The facts which led to this reference application are that the respondent-assessee is a registered firm engaged in the business of sale and purchase of cereals, pulses, oil seeds, cotton and other agricultural commodities. During the assessment proceedings it was found by the Assessing Officer that the firm has diverted its profit to four different persons who arc relatives of the partners of the firm, namely, Smt. Santosh, Shri Ram Pratap, Shri Rajkumar Goyal and Shri Sushil Kumar, and made addition of that sum in the income of the assessee-firm as its assessable income. The said order was affirmed by the Commissioner of Income-tax (Appeals) on September 3, 1991. On further appeal, the Income-tax Appellate Tribunal, Jaipur Bench, Jaipur, came to a categoric conclusion that the aforesaid amount totalling to Rs. 1,61,247 was income of the firm derived from its own calculated account and liable to assessment. However, it has still deleted the above sum from the income of the assessee on the ground that the four persons named above have in their individual capacity been assessed in respect of the said income in their respective cases. This controversy in short is clearly reflected in the terms of question.
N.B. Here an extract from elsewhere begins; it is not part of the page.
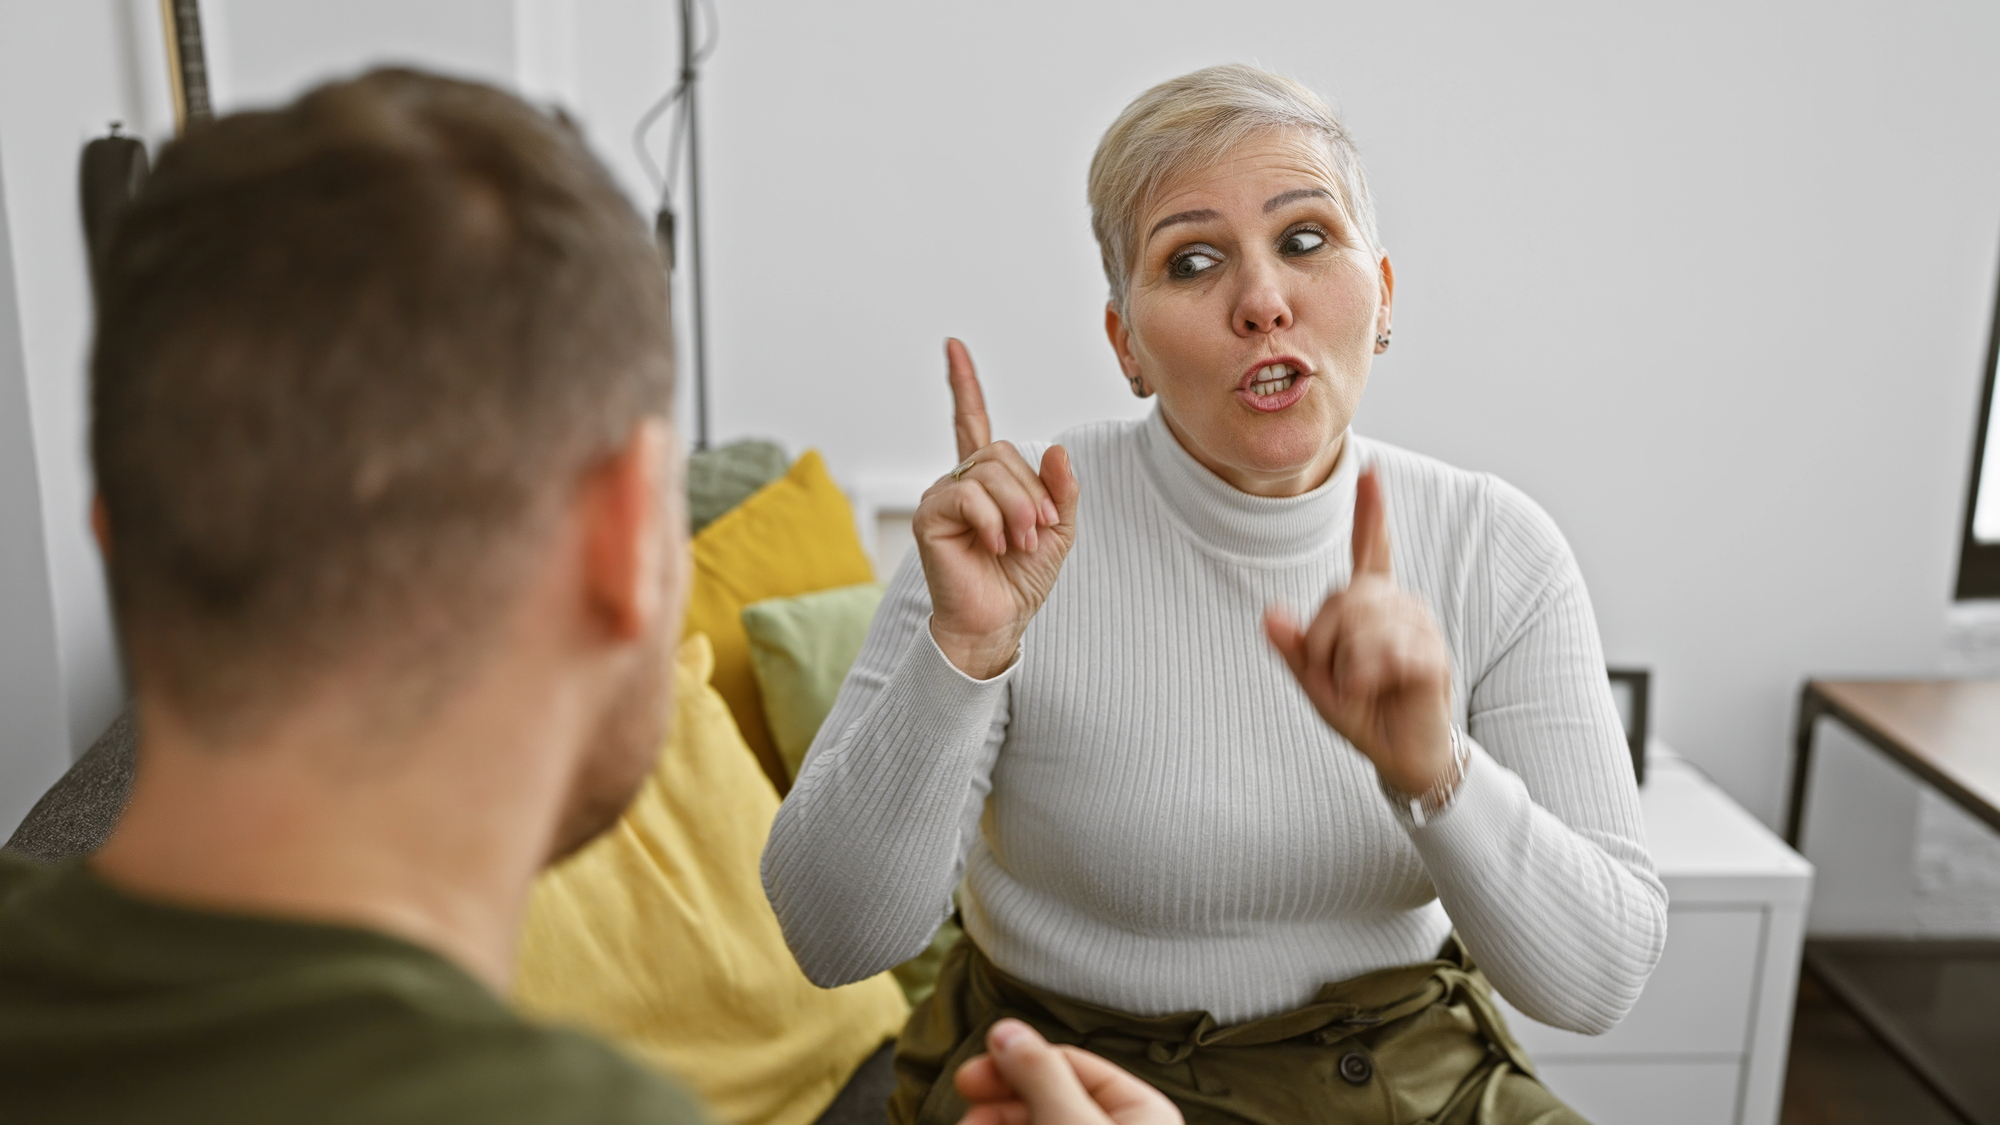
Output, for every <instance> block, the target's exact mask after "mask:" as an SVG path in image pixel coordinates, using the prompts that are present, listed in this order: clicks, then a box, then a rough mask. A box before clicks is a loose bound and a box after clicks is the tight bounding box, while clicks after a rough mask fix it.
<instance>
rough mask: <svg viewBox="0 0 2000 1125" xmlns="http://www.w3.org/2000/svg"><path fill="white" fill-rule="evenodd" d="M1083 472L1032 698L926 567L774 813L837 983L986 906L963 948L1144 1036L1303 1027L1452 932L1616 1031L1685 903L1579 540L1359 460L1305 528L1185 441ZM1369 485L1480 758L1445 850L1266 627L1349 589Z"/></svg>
mask: <svg viewBox="0 0 2000 1125" xmlns="http://www.w3.org/2000/svg"><path fill="white" fill-rule="evenodd" d="M1060 440H1062V444H1064V446H1066V448H1068V450H1070V456H1072V460H1074V466H1076V476H1078V480H1080V482H1082V500H1080V512H1078V524H1076V526H1078V530H1076V544H1074V548H1072V550H1070V556H1068V560H1066V562H1064V565H1062V575H1060V579H1058V581H1056V587H1054V591H1052V593H1050V597H1048V603H1046V605H1044V607H1042V613H1040V615H1036V619H1034V623H1032V625H1030V627H1028V633H1026V637H1024V639H1022V655H1020V659H1018V661H1016V663H1014V667H1010V669H1008V671H1006V673H1000V675H998V677H994V679H990V681H972V679H968V677H966V675H962V673H960V671H958V669H954V667H952V665H950V663H948V661H946V659H944V655H942V653H938V647H936V643H934V641H932V639H930V629H928V619H930V597H928V591H926V587H924V577H922V571H920V569H918V565H916V552H914V550H912V552H910V558H908V560H906V562H904V567H902V569H900V571H898V573H896V577H894V581H892V583H890V589H888V597H886V599H884V603H882V609H880V611H878V613H876V619H874V627H872V629H870V633H868V643H866V645H864V647H862V653H860V659H858V661H856V665H854V671H852V673H850V675H848V679H846V685H844V687H842V689H840V701H838V705H836V707H834V713H832V715H830V717H828V721H826V725H824V727H822V729H820V737H818V741H814V745H812V753H810V757H808V759H806V765H804V769H802V771H800V777H798V785H796V787H794V789H792V793H790V797H786V801H784V807H782V809H780V811H778V821H776V825H774V827H772V835H770V845H768V847H766V851H764V887H766V891H768V893H770V901H772V907H774V909H776V913H778V919H780V923H782V925H784V935H786V941H788V943H790V945H792V951H794V955H796V957H798V963H800V965H802V967H804V971H806V975H808V977H812V979H814V981H818V983H820V985H828V987H830V985H840V983H846V981H856V979H860V977H868V975H872V973H878V971H882V969H888V967H892V965H896V963H900V961H904V959H908V957H914V955H916V953H918V951H920V949H924V945H926V943H928V941H930V937H932V933H934V931H936V929H938V923H940V921H942V919H944V917H948V915H950V911H952V889H954V887H958V883H960V875H964V895H962V899H964V903H962V905H964V921H966V931H968V933H970V935H972V939H974V941H978V945H980V949H982V951H986V955H988V957H992V961H994V963H996V965H998V967H1000V969H1004V971H1008V973H1012V975H1014V977H1020V979H1022V981H1028V983H1032V985H1038V987H1044V989H1054V991H1056V993H1064V995H1070V997H1076V999H1082V1001H1090V1003H1096V1005H1104V1007H1112V1009H1118V1011H1126V1013H1132V1015H1162V1013H1172V1011H1194V1009H1200V1011H1210V1013H1214V1017H1216V1019H1218V1021H1222V1023H1236V1021H1246V1019H1256V1017H1262V1015H1272V1013H1278V1011H1286V1009H1292V1007H1298V1005H1302V1003H1306V1001H1310V999H1312V995H1314V993H1316V991H1318V987H1320V985H1322V983H1328V981H1340V979H1346V977H1354V975H1360V973H1368V971H1372V969H1382V967H1390V965H1408V963H1414V961H1428V959H1432V957H1434V955H1436V953H1438V947H1440V945H1442V943H1444V939H1446V935H1448V933H1450V929H1452V927H1454V925H1456V927H1458V933H1460V937H1462V939H1464V941H1466V945H1468V947H1470V951H1472V957H1474V959H1476V961H1478V963H1480V967H1482V969H1486V973H1488V977H1490V979H1492V981H1494V985H1496V987H1498V989H1500V993H1502V995H1506V997H1508V999H1510V1001H1514V1005H1516V1007H1520V1009H1522V1011H1526V1013H1528V1015H1532V1017H1536V1019H1540V1021H1544V1023H1552V1025H1556V1027H1568V1029H1576V1031H1586V1033H1598V1031H1606V1029H1610V1027H1612V1025H1614V1023H1618V1019H1620V1017H1622V1015H1624V1013H1626V1009H1630V1007H1632V1003H1634V1001H1636V999H1638V993H1640V987H1642V985H1644V983H1646V975H1648V973H1650V971H1652V965H1654V961H1658V957H1660V949H1662V945H1664V941H1666V889H1664V887H1662V885H1660V881H1658V877H1656V875H1654V871H1652V861H1650V859H1648V855H1646V843H1644V831H1642V825H1640V813H1638V791H1636V789H1634V785H1632V765H1630V759H1628V755H1626V749H1624V737H1622V733H1620V727H1618V717H1616V711H1614V705H1612V699H1610V689H1608V685H1606V677H1604V657H1602V651H1600V645H1598V635H1596V623H1594V619H1592V613H1590V597H1588V595H1586V591H1584V583H1582V575H1580V573H1578V569H1576V562H1574V558H1572V556H1570V550H1568V544H1566V542H1564V540H1562V534H1560V532H1558V530H1556V526H1554V522H1550V518H1548V516H1546V514H1544V512H1542V510H1540V508H1538V506H1536V504H1534V502H1532V500H1528V498H1526V496H1524V494H1520V492H1518V490H1514V488H1510V486H1508V484H1504V482H1500V480H1496V478H1492V476H1488V474H1476V472H1464V470H1458V468H1450V466H1446V464H1440V462H1436V460H1430V458H1426V456H1418V454H1412V452H1406V450H1400V448H1394V446H1388V444H1382V442H1372V440H1362V438H1352V436H1350V442H1348V448H1346V452H1344V454H1342V458H1340V464H1338V468H1336V470H1334V474H1332V478H1328V480H1326V484H1322V486H1320V488H1316V490H1312V492H1306V494H1304V496H1288V498H1264V496H1250V494H1246V492H1238V490H1236V488H1232V486H1230V484H1226V482H1224V480H1220V478H1218V476H1214V474H1212V472H1208V470H1206V468H1204V466H1202V464H1200V462H1196V460H1194V458H1192V456H1188V452H1186V450H1182V448H1180V442H1176V440H1174V436H1172V434H1170V430H1168V428H1166V424H1164V422H1162V418H1160V414H1158V412H1152V414H1148V416H1146V418H1142V420H1136V422H1100V424H1092V426H1082V428H1076V430H1072V432H1068V434H1064V436H1062V438H1060ZM1024 452H1026V454H1028V460H1030V464H1032V462H1036V460H1038V458H1040V452H1042V446H1034V448H1024ZM1362 462H1368V464H1372V466H1374V468H1376V470H1378V472H1380V480H1382V492H1384V498H1386V506H1388V526H1390V542H1392V544H1394V569H1396V581H1398V583H1400V585H1402V587H1404V589H1406V591H1412V593H1414V595H1416V597H1420V599H1424V603H1426V605H1428V607H1430V611H1432V613H1434V615H1436V621H1438V627H1440V631H1442V635H1444V643H1446V647H1448V649H1450V653H1452V675H1454V701H1452V705H1454V713H1456V719H1458V723H1460V725H1462V727H1464V729H1466V731H1468V733H1470V735H1472V741H1474V747H1472V765H1470V771H1468V775H1466V779H1464V783H1462V787H1460V791H1458V797H1456V801H1454V803H1452V807H1450V809H1448V811H1446V813H1444V815H1442V817H1438V819H1434V821H1432V823H1430V825H1426V827H1420V829H1414V827H1406V823H1404V821H1400V819H1398V817H1396V815H1394V813H1392V811H1390V805H1388V801H1386V799H1384V795H1382V789H1380V785H1378V783H1376V775H1374V767H1372V765H1370V763H1368V761H1366V759H1362V757H1360V753H1356V751H1354V749H1352V747H1350V745H1348V743H1346V741H1344V739H1340V735H1336V733H1334V731H1332V729H1330V727H1326V723H1324V721H1322V719H1320V717H1318V713H1316V711H1314V709H1312V705H1310V703H1308V701H1306V697H1304V693H1302V691H1300V689H1298V685H1296V683H1294V681H1292V677H1290V673H1288V671H1286V669H1284V663H1282V661H1280V659H1278V655H1276V653H1274V651H1272V649H1270V645H1268V643H1266V639H1264V631H1262V613H1264V607H1266V605H1270V603H1280V605H1286V607H1292V611H1294V613H1296V615H1298V617H1300V621H1308V619H1310V617H1312V613H1314V611H1316V609H1318V605H1320V601H1322V599H1324V597H1326V595H1328V593H1330V591H1334V589H1340V587H1346V583H1348V573H1350V569H1352V562H1350V546H1348V540H1350V534H1352V522H1354V480H1356V476H1358V466H1360V464H1362Z"/></svg>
We are of the opinion that in view of the decision of the Supreme Court in Jain Brothers v. Union of India [1970] 77 ITR 107, it should be no more in doubt that the assessment of different persons in respect of the very same income will not absolve one from liability to be taxed de hors the finding recorded in one proceeding with reference to the finding recorded in somebody else's assessment. If in the case of A it has been found that A has earned income, then the obligation is on A to be assessed and pay tax on the income earned by him.
In the present case, it has been found by the Tribunal that the income actually belongs to the assessee. Therefore, there was no impediment in levying tax on the income of the assessee irrespective of whether some other persons have already been made to submit returns in respect of the income and have been assessed on the basis of the declaration submitted by them. We are not concerned with the remedies which other persons may follow.
We accordingly hold that the Tribunal was not justified in directing to delete the addition of Rs. 84,769 and 22,127 from the income of the assessee-firm which the Tribunal has found to be the income of the assessee-firm and not of the other persons named above. Accordingly, we answer the question referred to us in the negative, i.e., against the assessee and in favour of the Revenue.